Essa estabilidade nas estimativas ocorre em um contexto de crescimento observado. No terceiro trimestre de 2025, a economia brasileira expandiu-se 0,1%, um resultado que o Instituto Brasileiro de Geografia e Estatística (IBGE) considerou como estabilidade, impulsionado principalmente pelos setores da indústria e agropecuária. O PIB consolidado de 2025, cuja divulgação está agendada, sucedeu um ano de 2024 que fechou com uma alta expressiva de 3,4%, marcando o quarto ano consecutivo de crescimento e a maior expansão desde 2021, quando o avanço foi de 4,8%. Paralelamente, a previsão para a cotação do dólar se mantém em R$ 5,42 para o final do ano atual, com uma ligeira alta para R$ 5,50 estimada para o final de 2027.

No que tange à inflação, após um período de sete semanas de queda nas projeções, o Índice Nacional de Preços ao Consumidor Amplo (IPCA), considerado o indicador oficial da inflação, estabilizou em 3,91% para este ano. As previsões para os anos seguintes mostram pequenas variações, com uma expectativa de 3,79% para 2027 e 3,5% para 2028 e 2029. Importante ressaltar que a estimativa para a variação de preços em 2026 se mantém dentro do intervalo da meta definida pelo Conselho Monetário Nacional (CMN) para o Banco Central, que é de 3% com uma tolerância de 1,5 ponto percentual para cima ou para baixo. Em janeiro, o IPCA registrou alta de 0,33%, influenciado pelo aumento nos preços de energia elétrica e combustíveis, acumulando uma elevação de 4,44% em 2025.

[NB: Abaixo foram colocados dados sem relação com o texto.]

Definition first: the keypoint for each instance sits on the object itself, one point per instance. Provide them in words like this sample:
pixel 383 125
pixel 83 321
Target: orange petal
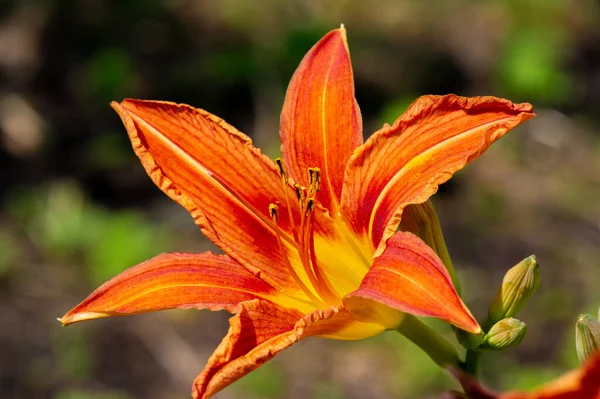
pixel 409 276
pixel 404 164
pixel 320 122
pixel 178 280
pixel 257 333
pixel 214 171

A taxa básica de juros, a Selic, permanece como o principal instrumento do Banco Central para controlar a inflação, atualmente fixada em 15% ao ano pelo Comitê de Política Monetária (Copom). Apesar do recuo da inflação e da estabilidade do dólar, o Copom optou por manter a taxa inalterada em sua última reunião de janeiro, a quinta consecutiva. Este é o maior nível da Selic desde julho de 2006. No entanto, a ata do Copom sinalizou a intenção de iniciar um ciclo de cortes na reunião de março, caso o cenário inflacionário permaneça sob controle. As projeções do mercado para a Selic indicam uma redução gradual, com estimativas de 12% ao ano para o final de 2026, 10,5% para 2027, 10% para 2028 e 9,5% para 2029. A redução da Selic tende a baratear o crédito, estimulando o consumo e a produção, enquanto o aumento visa conter a demanda e a inflação.